Tamarises, un pedazo de historia en la playa de EreagaEn pleno siglo XXI, en cuanto el sol asoma y comienzan a alargarse los días, la playa de Ereaga es un hervidero de personas que aprovechan para hacer deporte, dar un paseo, tomar el sol, y disfrutar de la espléndida oferta gastronómica que se encuentra en la zona.

Los más de 800 metros de playa que son hoy testigos de la entrada y salida de vecinos, turistas y cruceros (entre ellos el segundo más grande del mundo), han presenciado algunos de los aspectos más relevantes de la vida social de Bizkaia desde que a finales del siglo XIX, se puso de moda entre la burguesía bilbaína y los industriales de la zona el veraneo y los baños de sol y playa en Getxo.

Frente a ellos, el Restaurante Tamarises, con casi años de historia.  Su historia se remonta a 1932, cuando el bilbaíno Jesús Lazcano Amuriza abrió una cervecera, que en principio solo estaba daba servicio en verano. Tras trasladar a su familia de Bilbao al centro de Algorta  (estaba casado y tenía dos hijos) y al comenzar la Guerra Civil, Jesús Lazcano decidió criar sus propios animales (gallinas y cerdos, sobre todo) como materia prima para la cervecera.

En aquellos tiempos inciertos, mientras intentaban evitar que vecinos con menos suerte les llevaran las gallinas por la noche, y atendían a todo tipo de comensales por el día (entre otros a marinos de barcos ingleses), se fueron haciendo un nombre gracias al buen hacer en la cocina de Jesús y su mujer Susana. Famosos eran los txipirones, la sopa de pescado y los pimientos rellenos.

En 1956 ya eran dueños del terreno en el que se ubicaba el entonces (ya sí) restaurante, terreno que en principio habían alquilado, y pudieron comprar el antiguo Hotel Ereaga, ubicado justo al lado, que reformaron en su totalidad, convirtiéndolo en un hotel de primera categoría, probablemente el mejor de Getxo y toda la margen derecha en esa época.

Su hija Begoña se hizo cargo del Hotel, que en esa época alojaba a los ilustres personajes que acudían a las cenas de gala del Club Marítimo del Abra.

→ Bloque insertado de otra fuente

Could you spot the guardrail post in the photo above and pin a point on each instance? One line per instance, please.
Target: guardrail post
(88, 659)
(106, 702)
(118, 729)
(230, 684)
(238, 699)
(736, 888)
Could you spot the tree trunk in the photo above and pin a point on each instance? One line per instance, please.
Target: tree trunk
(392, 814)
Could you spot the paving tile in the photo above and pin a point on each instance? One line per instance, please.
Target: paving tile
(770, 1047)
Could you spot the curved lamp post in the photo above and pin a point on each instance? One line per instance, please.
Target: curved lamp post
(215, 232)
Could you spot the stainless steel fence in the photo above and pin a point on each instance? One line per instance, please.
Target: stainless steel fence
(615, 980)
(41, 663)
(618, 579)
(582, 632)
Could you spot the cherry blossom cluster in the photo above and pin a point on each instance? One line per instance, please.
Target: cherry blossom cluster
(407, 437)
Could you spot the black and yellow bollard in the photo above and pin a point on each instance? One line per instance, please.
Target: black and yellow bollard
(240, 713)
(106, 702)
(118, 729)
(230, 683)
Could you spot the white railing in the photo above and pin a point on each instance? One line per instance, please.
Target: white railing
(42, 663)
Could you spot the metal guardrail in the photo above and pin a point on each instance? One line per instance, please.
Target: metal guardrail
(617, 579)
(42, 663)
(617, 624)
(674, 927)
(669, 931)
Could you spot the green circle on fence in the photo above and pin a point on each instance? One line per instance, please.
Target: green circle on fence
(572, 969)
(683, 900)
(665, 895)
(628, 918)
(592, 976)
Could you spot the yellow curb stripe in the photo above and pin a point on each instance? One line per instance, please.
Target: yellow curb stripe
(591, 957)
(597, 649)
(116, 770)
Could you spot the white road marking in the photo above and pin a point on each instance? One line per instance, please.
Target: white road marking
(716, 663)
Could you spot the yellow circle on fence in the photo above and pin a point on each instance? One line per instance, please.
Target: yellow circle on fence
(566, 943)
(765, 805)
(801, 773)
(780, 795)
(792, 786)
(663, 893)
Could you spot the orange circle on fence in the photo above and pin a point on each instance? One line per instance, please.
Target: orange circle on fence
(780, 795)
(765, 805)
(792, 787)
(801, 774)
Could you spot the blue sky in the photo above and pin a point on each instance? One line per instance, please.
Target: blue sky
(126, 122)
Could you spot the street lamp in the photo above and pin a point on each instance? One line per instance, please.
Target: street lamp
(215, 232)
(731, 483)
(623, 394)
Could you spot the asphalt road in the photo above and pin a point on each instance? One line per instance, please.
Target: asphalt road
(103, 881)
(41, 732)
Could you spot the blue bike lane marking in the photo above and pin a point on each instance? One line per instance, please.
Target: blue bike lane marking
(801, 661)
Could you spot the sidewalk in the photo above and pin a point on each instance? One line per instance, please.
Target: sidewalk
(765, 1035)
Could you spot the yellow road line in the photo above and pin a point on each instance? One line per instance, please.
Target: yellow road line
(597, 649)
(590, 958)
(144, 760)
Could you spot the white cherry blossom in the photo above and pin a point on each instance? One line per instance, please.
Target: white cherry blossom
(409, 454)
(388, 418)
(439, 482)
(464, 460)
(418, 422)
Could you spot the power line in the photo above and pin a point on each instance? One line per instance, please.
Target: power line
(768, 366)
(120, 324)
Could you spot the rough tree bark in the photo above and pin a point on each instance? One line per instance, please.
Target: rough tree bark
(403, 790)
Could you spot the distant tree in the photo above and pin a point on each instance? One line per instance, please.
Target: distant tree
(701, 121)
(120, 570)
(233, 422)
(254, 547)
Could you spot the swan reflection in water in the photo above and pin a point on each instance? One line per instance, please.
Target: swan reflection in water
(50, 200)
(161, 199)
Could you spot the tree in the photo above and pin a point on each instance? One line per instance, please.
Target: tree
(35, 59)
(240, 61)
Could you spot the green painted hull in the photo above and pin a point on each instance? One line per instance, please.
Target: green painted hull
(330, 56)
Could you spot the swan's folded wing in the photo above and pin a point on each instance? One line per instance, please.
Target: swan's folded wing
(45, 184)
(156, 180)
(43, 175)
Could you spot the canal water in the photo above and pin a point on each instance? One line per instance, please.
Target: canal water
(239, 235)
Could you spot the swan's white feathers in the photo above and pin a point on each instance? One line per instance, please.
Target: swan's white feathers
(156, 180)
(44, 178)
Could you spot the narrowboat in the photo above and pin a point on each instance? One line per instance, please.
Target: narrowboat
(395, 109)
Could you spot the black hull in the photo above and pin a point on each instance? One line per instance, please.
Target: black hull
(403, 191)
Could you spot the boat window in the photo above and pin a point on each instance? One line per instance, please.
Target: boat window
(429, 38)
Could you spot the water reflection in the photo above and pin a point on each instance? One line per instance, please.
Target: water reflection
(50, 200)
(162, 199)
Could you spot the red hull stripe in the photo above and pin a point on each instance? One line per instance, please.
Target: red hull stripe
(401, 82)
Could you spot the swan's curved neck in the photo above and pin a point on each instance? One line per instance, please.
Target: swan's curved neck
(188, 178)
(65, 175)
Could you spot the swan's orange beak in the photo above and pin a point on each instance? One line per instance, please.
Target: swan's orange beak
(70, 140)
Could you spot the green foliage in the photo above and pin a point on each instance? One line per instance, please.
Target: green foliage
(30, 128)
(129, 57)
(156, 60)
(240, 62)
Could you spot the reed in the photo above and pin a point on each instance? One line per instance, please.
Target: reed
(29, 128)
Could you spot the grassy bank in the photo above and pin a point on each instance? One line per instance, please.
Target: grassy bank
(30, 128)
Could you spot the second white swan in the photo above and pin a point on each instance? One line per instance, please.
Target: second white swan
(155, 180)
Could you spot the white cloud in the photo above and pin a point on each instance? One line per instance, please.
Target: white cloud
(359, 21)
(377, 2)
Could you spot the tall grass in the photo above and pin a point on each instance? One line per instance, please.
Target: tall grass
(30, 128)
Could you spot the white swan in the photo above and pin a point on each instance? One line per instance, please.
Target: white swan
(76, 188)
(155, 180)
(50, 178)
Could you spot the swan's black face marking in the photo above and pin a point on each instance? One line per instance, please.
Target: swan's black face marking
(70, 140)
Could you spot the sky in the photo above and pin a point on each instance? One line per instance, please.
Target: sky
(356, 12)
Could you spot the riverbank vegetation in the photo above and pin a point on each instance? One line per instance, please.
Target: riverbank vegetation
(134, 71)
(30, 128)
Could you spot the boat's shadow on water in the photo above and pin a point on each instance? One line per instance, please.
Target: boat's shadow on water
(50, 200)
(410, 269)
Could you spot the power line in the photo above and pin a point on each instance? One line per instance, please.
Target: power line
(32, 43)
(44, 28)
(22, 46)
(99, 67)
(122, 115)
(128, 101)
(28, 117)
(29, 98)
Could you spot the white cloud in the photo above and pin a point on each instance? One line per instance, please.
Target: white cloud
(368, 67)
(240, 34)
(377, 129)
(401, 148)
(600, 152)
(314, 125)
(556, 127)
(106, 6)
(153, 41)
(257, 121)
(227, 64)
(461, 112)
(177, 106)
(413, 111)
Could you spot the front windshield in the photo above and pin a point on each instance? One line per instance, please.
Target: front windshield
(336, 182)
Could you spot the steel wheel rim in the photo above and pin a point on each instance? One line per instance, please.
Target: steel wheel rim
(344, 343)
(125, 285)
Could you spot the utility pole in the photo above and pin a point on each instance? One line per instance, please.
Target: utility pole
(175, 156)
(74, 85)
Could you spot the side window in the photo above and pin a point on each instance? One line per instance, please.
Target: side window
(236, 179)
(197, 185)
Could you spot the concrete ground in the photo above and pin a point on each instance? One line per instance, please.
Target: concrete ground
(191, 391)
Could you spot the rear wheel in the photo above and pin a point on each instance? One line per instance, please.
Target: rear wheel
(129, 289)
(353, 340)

Los clientes se dejaban seducir por el cuidado de cada detalle: cubertería de plata, platos de porcelana, cristalería selecta, flores frescas, manteles almidonados… pero sobre todo por el sabor de la cocina y la calidad de la materia prima.

En el año 2012 se consolidó la reforma que dividió el Hotel Restaurante Tamarises en tres negocios diferentes: el Hotel, gestionado por la cadena High Tech, que reformó totalmente el interior, el Bar Terraza Los Tamarises, en la planta baja, un moderno Bistrot y el Restaurante Tamarises Izarra, que hereda el gusto por la calidad y el sabor del negocio original.

A día de hoy, el Restaurante Tamarises Izarra se integrada en la sociedad como parte de la cultura gastronómica y el turismo de Bizkaia, con la playa de Ereaga como espectadora privilegiada de la historia.